The ice bucket challenge inspiration, Anthony Senerchia, died on Saturday after fighting ALS for 14 years, Time magazine reported.
The 46-year-old was instrumental in popularizing the ALS ice bucket challenge, which went viral in 2014 and helped raise over $200 million for the ALS Association, a nonprofit organization fighting Lou Gehrig's disease.
"Anthony will be remembered as a fireball who tried everything in life," his obituary read. "He was family oriented, generous and always ready to lend a helping hand. He was a great husband, a proud father, a loving son and a great brother. He will be missed by everyone who knew him."
Anthony Senerchia was diagnosed with ALS in 2003, not long after marrying Jeanette Hane, and outlived his doctor's expectations by 10 years, the obituary said, noting that his fighting spirit was due to his love for his daughter, Taya Senerchia.
"It's a difficult disease and tough when you're losing," Jeanette Senerchia said, according to Journal News Media Group. "Your body is failing you.
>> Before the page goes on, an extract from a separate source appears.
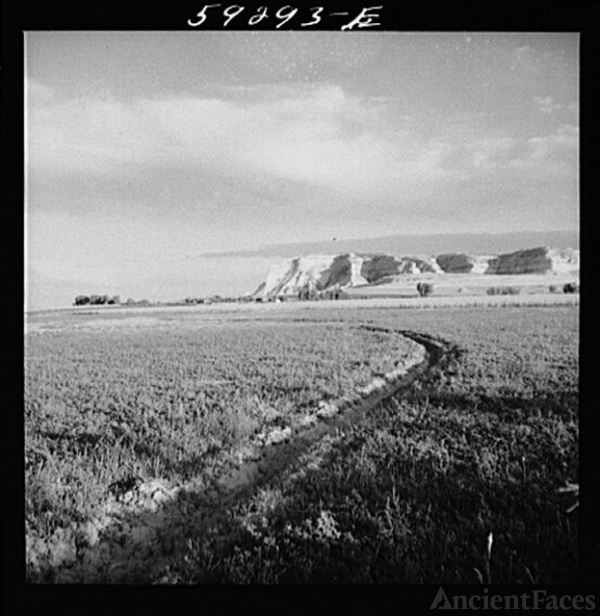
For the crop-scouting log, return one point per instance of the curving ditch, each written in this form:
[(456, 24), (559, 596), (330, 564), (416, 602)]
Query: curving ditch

But he was a fighter… He was our light. He made our life better."
Commenting on the ice bucket challenge, Jeanette Senerchia said she believed her cousin, Chris Kennedy, was one of the first to participate in the name of ALS.
He recorded a video of it and sent it to her as a challenge.
"He sent it to me as a joke and then it turned into something extraordinary," she said, according to the Journal News Media Group.
Kennedy said per The New York Daily News that the concept that started out as a small gesture to "put a smile on Anthony's face and bring some awareness to this terrible disease has turned into a national phenomenon," adding that "it is something we never could have dreamed of."